The Paws Paws came from 81EMM and 82EMM and were already of known anti-Federal sentiment. (Splitting hairs, anti-Federal but not necessarily disloyal). They were an experiment tolerated to protect against both Jim Lane-type Jayhawkers, and Anderson-type bushwhackers. Protect hearth and home against all the bad guys. Then along came regular Confederate officer Col. John C. Calhoun 'Coon' Thornton, a perceived good guy, into their midst. They joined him because of opportunity, not likely because of some oath being bandied about most of them weren't required to take at all because they weren't EMM officers or non-coms.
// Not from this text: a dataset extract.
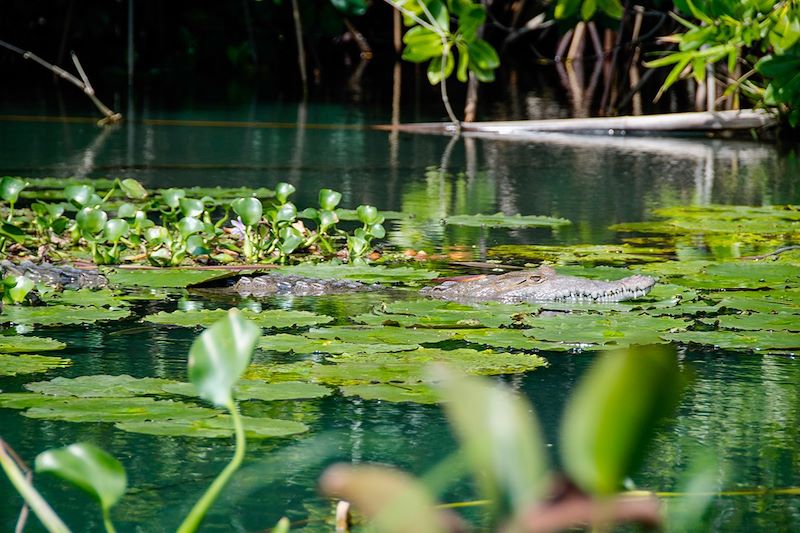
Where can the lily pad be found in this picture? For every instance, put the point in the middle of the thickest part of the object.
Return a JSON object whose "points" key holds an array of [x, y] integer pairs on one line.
{"points": [[612, 329], [443, 314], [17, 344], [51, 315], [382, 335], [100, 386], [499, 220], [757, 322], [270, 318], [163, 277], [300, 344], [116, 410], [11, 365], [258, 390], [761, 341], [400, 367], [391, 392], [217, 427], [365, 273], [584, 254], [785, 301], [91, 298]]}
Where the Paw Paws made their mistake was after they went over to Thornton, instead of heading south post-haste with their Union arms and equipments and laughing all the way to Arkansas, they hung out around Platte City and had a party, literally, during which they were surrounded and wiped out. Surviving defectors were dispersed and hunted down piecemeal, and shot down like dogs, with Coon Thornton engaging in behavior which all but destroyed his reputation during the era (but strangely isn't spoken of in modern historiography).
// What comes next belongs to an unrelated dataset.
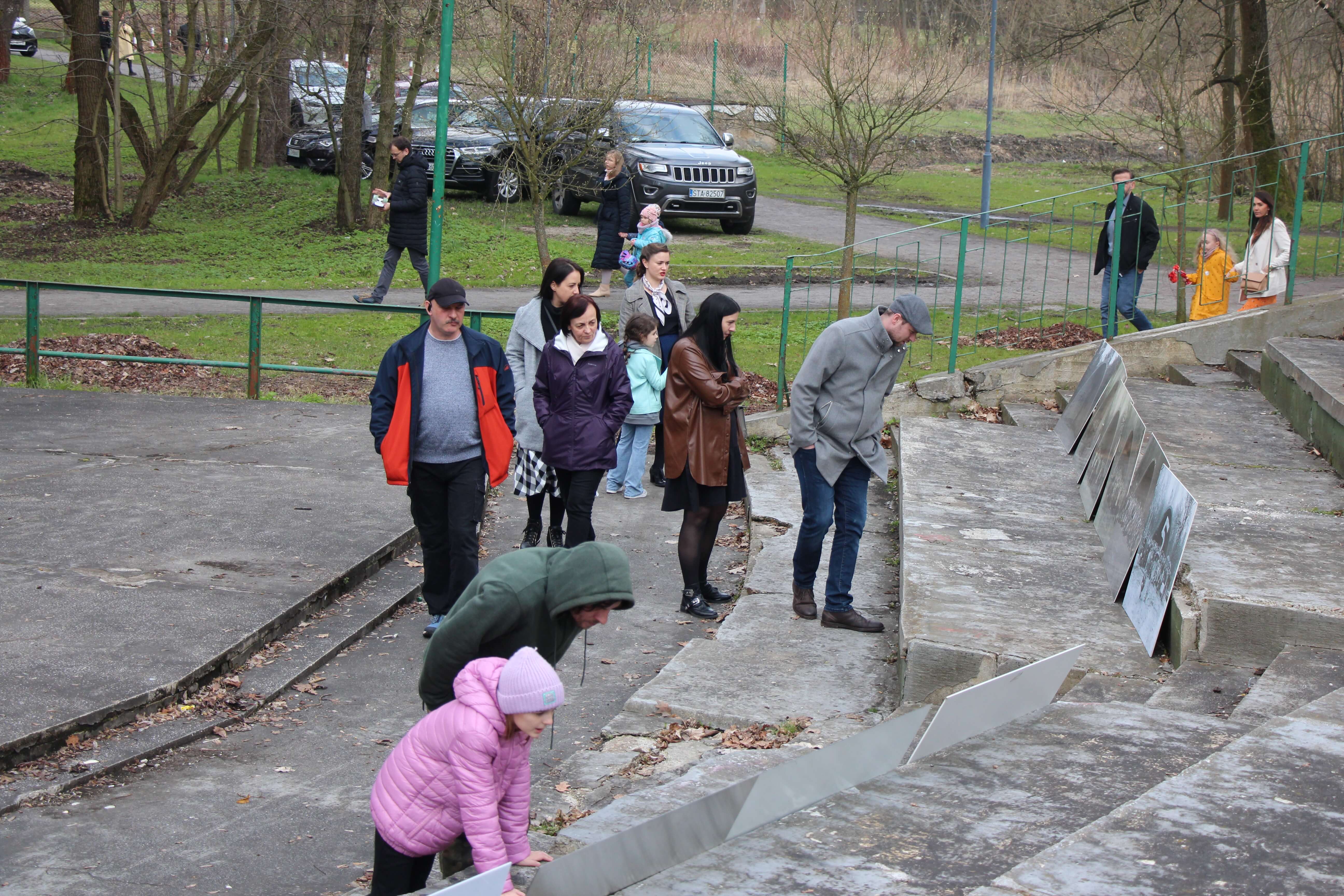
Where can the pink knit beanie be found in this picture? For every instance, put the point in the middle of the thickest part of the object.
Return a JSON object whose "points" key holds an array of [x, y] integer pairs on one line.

The phrase Paw Paws, originally specific to 81EMM and 82EMM, became genericized and applied to any considered EMM unit threat and likely (undoubtedly in my opinion) accelerated the broader EMM purge under SO 126. I imagine it ordinarily would have taken months to gather the lists of oath-takers from each of the far-flung county clerks, which then would have had to have been cross-referenced with thousands of names from EMM rolls to identify the 838 non-oath takers. But instead of months, it took just days. 18 days, to be specific, illustrating the urgency of the matter.